I’m building a multiclass classification model using a GRU. I’m struggling to get my head around how to shape the output such that the loss can be calculated.
The output shape in my batch [342, 51] whereas the shape of the label is [32, 51] which means the loss can’t be calculated. Any pointers would be very helpful - thank you.
The LSTM layer takes the tensor of shape (seq_len, batch, features), so to comply with this, you have to call to the lstm with “self.lstm(embed_out.transpose(0,1))”, unless you inp is in the shape of (seq_len, batch) or you have defined the lstm class with “batch_first=True”. I don’t know why you are working on the hidden1, but usually you take the “out = self.sigmoid(self.linear(out)).reshape(-1, class_num)”, so your out is the shape of (seq_len*batch, class_num).

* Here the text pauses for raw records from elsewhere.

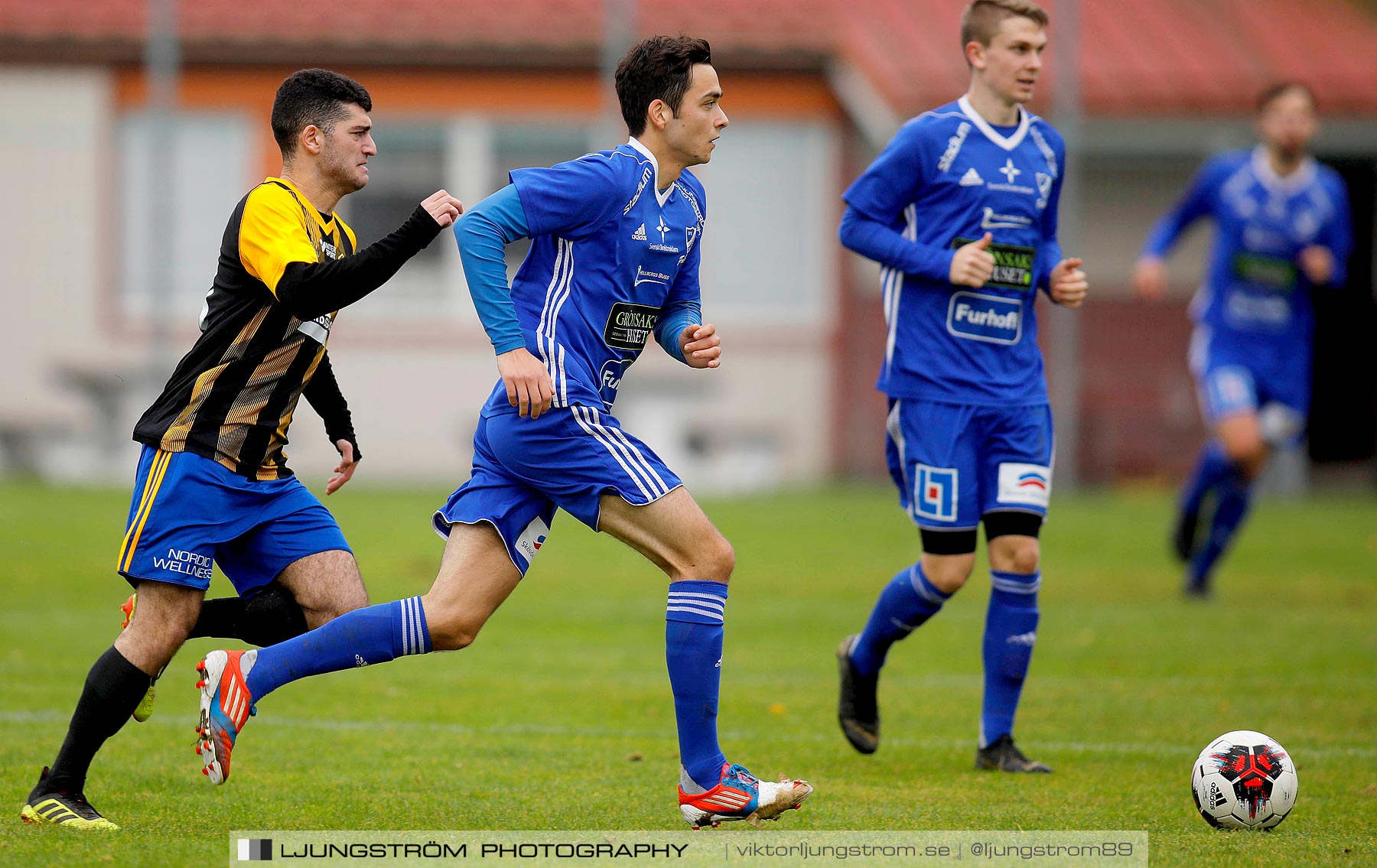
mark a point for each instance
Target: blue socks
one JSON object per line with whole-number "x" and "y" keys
{"x": 363, "y": 637}
{"x": 1010, "y": 633}
{"x": 905, "y": 603}
{"x": 1234, "y": 499}
{"x": 693, "y": 652}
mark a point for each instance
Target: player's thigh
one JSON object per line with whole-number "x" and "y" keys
{"x": 576, "y": 456}
{"x": 948, "y": 573}
{"x": 674, "y": 534}
{"x": 184, "y": 506}
{"x": 325, "y": 585}
{"x": 163, "y": 619}
{"x": 296, "y": 541}
{"x": 475, "y": 575}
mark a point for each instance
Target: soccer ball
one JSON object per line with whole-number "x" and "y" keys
{"x": 1244, "y": 780}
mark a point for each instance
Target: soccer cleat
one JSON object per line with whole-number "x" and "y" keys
{"x": 857, "y": 707}
{"x": 57, "y": 808}
{"x": 740, "y": 795}
{"x": 226, "y": 706}
{"x": 145, "y": 709}
{"x": 1001, "y": 754}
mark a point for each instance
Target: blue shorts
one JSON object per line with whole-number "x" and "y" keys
{"x": 189, "y": 511}
{"x": 568, "y": 458}
{"x": 1268, "y": 380}
{"x": 956, "y": 463}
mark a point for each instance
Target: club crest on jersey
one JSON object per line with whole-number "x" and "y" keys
{"x": 1025, "y": 483}
{"x": 993, "y": 320}
{"x": 953, "y": 146}
{"x": 934, "y": 497}
{"x": 532, "y": 538}
{"x": 630, "y": 325}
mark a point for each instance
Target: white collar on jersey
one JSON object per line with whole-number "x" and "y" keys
{"x": 660, "y": 196}
{"x": 1007, "y": 143}
{"x": 1282, "y": 184}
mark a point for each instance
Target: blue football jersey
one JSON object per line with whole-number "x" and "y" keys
{"x": 1253, "y": 292}
{"x": 609, "y": 251}
{"x": 946, "y": 179}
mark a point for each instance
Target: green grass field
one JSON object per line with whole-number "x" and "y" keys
{"x": 559, "y": 717}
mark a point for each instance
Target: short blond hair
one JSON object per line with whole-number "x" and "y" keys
{"x": 982, "y": 18}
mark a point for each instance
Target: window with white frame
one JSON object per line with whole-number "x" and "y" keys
{"x": 196, "y": 165}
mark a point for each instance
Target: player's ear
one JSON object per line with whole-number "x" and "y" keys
{"x": 311, "y": 139}
{"x": 975, "y": 54}
{"x": 659, "y": 115}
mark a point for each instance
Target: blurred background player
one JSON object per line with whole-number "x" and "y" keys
{"x": 1282, "y": 229}
{"x": 213, "y": 482}
{"x": 614, "y": 259}
{"x": 960, "y": 212}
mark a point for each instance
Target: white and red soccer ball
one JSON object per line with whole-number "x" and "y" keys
{"x": 1244, "y": 780}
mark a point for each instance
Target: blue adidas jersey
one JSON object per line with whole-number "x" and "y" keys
{"x": 1253, "y": 289}
{"x": 946, "y": 179}
{"x": 609, "y": 251}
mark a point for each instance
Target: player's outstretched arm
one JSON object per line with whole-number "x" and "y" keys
{"x": 876, "y": 241}
{"x": 344, "y": 470}
{"x": 324, "y": 394}
{"x": 313, "y": 289}
{"x": 1069, "y": 284}
{"x": 700, "y": 346}
{"x": 529, "y": 387}
{"x": 972, "y": 265}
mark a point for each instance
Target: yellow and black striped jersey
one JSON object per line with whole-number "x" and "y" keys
{"x": 232, "y": 396}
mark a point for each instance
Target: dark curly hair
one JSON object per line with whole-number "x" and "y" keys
{"x": 659, "y": 68}
{"x": 313, "y": 96}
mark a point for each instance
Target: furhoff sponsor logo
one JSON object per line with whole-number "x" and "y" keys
{"x": 985, "y": 318}
{"x": 255, "y": 849}
{"x": 186, "y": 563}
{"x": 953, "y": 146}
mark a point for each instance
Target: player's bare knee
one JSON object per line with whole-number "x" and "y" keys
{"x": 346, "y": 597}
{"x": 452, "y": 635}
{"x": 1246, "y": 453}
{"x": 1025, "y": 558}
{"x": 714, "y": 563}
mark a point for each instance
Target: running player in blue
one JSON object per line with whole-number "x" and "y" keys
{"x": 1282, "y": 230}
{"x": 613, "y": 260}
{"x": 960, "y": 212}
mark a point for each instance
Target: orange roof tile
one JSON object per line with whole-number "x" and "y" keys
{"x": 1138, "y": 57}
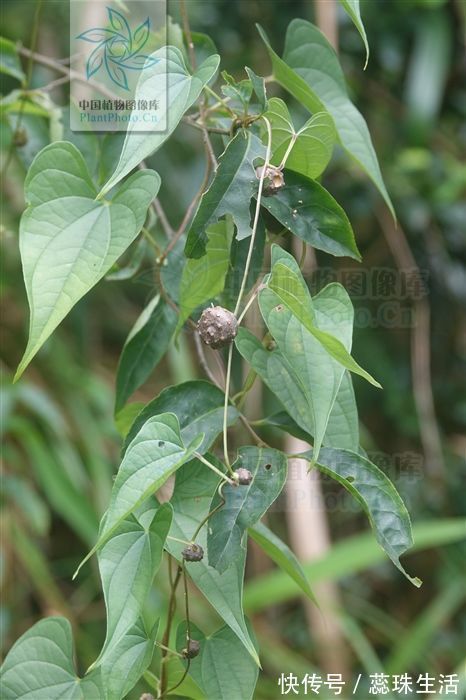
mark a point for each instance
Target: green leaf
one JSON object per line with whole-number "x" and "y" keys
{"x": 343, "y": 425}
{"x": 128, "y": 563}
{"x": 310, "y": 71}
{"x": 223, "y": 669}
{"x": 310, "y": 212}
{"x": 377, "y": 495}
{"x": 65, "y": 230}
{"x": 244, "y": 505}
{"x": 204, "y": 47}
{"x": 195, "y": 485}
{"x": 354, "y": 554}
{"x": 9, "y": 60}
{"x": 124, "y": 663}
{"x": 155, "y": 453}
{"x": 144, "y": 348}
{"x": 234, "y": 184}
{"x": 291, "y": 290}
{"x": 352, "y": 8}
{"x": 204, "y": 278}
{"x": 258, "y": 86}
{"x": 180, "y": 399}
{"x": 131, "y": 266}
{"x": 39, "y": 666}
{"x": 175, "y": 89}
{"x": 311, "y": 146}
{"x": 282, "y": 555}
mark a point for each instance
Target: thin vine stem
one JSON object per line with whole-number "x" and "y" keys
{"x": 243, "y": 287}
{"x": 30, "y": 66}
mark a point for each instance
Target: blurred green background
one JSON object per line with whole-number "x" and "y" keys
{"x": 60, "y": 445}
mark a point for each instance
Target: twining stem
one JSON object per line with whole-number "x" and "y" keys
{"x": 35, "y": 31}
{"x": 243, "y": 286}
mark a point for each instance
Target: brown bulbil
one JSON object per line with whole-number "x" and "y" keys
{"x": 193, "y": 552}
{"x": 243, "y": 476}
{"x": 274, "y": 179}
{"x": 192, "y": 649}
{"x": 217, "y": 327}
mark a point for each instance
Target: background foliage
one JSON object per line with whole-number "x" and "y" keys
{"x": 60, "y": 442}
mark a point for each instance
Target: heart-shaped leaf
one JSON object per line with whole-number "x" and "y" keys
{"x": 40, "y": 666}
{"x": 68, "y": 239}
{"x": 124, "y": 663}
{"x": 223, "y": 591}
{"x": 289, "y": 287}
{"x": 277, "y": 373}
{"x": 352, "y": 8}
{"x": 223, "y": 668}
{"x": 128, "y": 563}
{"x": 311, "y": 72}
{"x": 244, "y": 505}
{"x": 281, "y": 554}
{"x": 169, "y": 82}
{"x": 204, "y": 278}
{"x": 310, "y": 212}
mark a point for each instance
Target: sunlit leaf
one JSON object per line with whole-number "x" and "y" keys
{"x": 169, "y": 82}
{"x": 377, "y": 495}
{"x": 125, "y": 662}
{"x": 223, "y": 591}
{"x": 244, "y": 504}
{"x": 144, "y": 348}
{"x": 311, "y": 146}
{"x": 311, "y": 72}
{"x": 224, "y": 670}
{"x": 281, "y": 554}
{"x": 9, "y": 60}
{"x": 290, "y": 289}
{"x": 231, "y": 190}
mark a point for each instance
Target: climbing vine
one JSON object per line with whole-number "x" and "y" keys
{"x": 262, "y": 175}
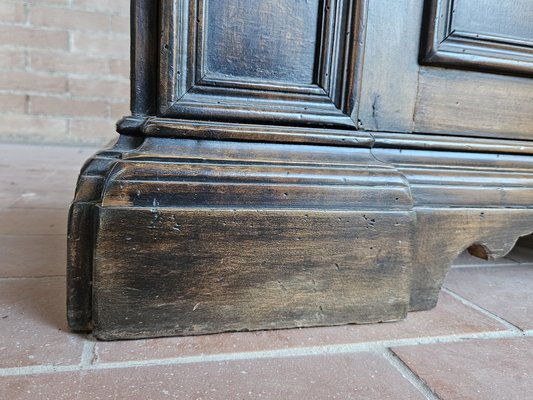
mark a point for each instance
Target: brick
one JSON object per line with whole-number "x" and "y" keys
{"x": 32, "y": 256}
{"x": 72, "y": 63}
{"x": 12, "y": 103}
{"x": 53, "y": 159}
{"x": 360, "y": 376}
{"x": 120, "y": 24}
{"x": 12, "y": 12}
{"x": 31, "y": 37}
{"x": 12, "y": 59}
{"x": 119, "y": 110}
{"x": 23, "y": 81}
{"x": 474, "y": 370}
{"x": 32, "y": 327}
{"x": 69, "y": 19}
{"x": 116, "y": 6}
{"x": 33, "y": 222}
{"x": 120, "y": 67}
{"x": 117, "y": 46}
{"x": 450, "y": 317}
{"x": 37, "y": 128}
{"x": 46, "y": 199}
{"x": 504, "y": 291}
{"x": 99, "y": 88}
{"x": 61, "y": 106}
{"x": 84, "y": 127}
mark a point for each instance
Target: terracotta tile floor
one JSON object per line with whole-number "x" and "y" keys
{"x": 476, "y": 344}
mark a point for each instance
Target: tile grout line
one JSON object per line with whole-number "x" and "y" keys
{"x": 364, "y": 347}
{"x": 466, "y": 302}
{"x": 88, "y": 354}
{"x": 409, "y": 375}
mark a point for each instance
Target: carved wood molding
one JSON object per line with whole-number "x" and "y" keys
{"x": 317, "y": 86}
{"x": 448, "y": 45}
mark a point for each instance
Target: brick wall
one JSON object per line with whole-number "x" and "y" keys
{"x": 64, "y": 69}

Thanks this is helpful. I still can’t align the final shape however. The target batch size is 32 with 51 classes. I can’t figure out how to get the output of the model to then match with this matrix. I’ve made the your suggestions I’m getting a [9952, 51] output - are there some additional steps I’m missing in terms of getting the model output to match the target shape?
Well you target shape isn’t going to be (32,51), unless the length of the sequences is 1. Perhaps you just want “out = self.sigmoid(self.linear(out[-1,:,:])).reshape(-1, class_num)”, which will provide just the last element of each sequence, thus being of a shape (batch, class_num).